Saturday, October 15, 2022

 


The Modern Philosopher's Dilemma


There are, let us say, ten incompatible paths.  The choice of any one of them, as in quantum theory, forecloses all of the others.

A path implies a goal of course.  We choose our path based largely on how congenial we find its teleology to be, socially, culturally, ethically.  The path may be:

  • Hindu
  • Buddhist
  • Taoist
  • Mosaic
  • Mohammedan
  • Pantheist
  • Christian
  • Secular Humanist
  • Purely Materialistic
  • Indigenous in its Origin
The late "tears in the veil," studied carefully, imply that each of these teleologies is wrong because anthropomorphic.  

We insist that Renaissance paintings of God reigning over His heavens are purely "metaphorical."  We think that the Sumerians must have been idiots because they thought that the Sun God could get angry.  

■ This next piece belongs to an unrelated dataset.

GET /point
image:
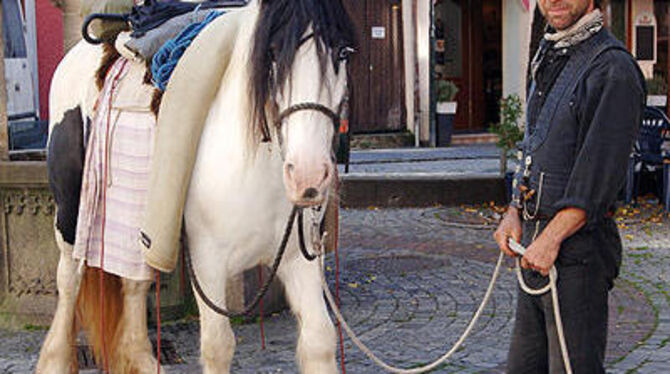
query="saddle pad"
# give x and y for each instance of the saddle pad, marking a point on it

But even the modern materialist takes as his or her model a view of the universe that puts us at the center, psychically if not geographically.  (The "fact" that a wave resolves to a particle only on human observation continues to upset the apple cart of materialism.  No one believes that the wave will resolve to a point if Alexa follows our command to look at it.)  The materialist takes comfort, as much as the Holy Roller on his deathbed, in the susceptibility of all things to our ultimate understanding.  Her Heavenly Reward will be an obituary in the New York Times that confirms to the world that she helped to illuminate our path -- the only true path -- towards a richer understanding of the heavens.

But the tearing of the veil, in multiple places and with increasing urgency, rends all of this asunder.  For us to "figure things out" will be as impossible as for a dog to discover and embrace Jesus as his Savior.  And there is nothing in what we have learned so far that implies any particular benevolence towards us, that we are a Chosen People, that God sees us as his children.

This is a hard lesson at the tail end of life, when one wants to get one's house in order for Judgment Day, however it may be envisioned.  We might as well ask "What will be the fate of this particular well-intentioned bacterium on Judgment Day?"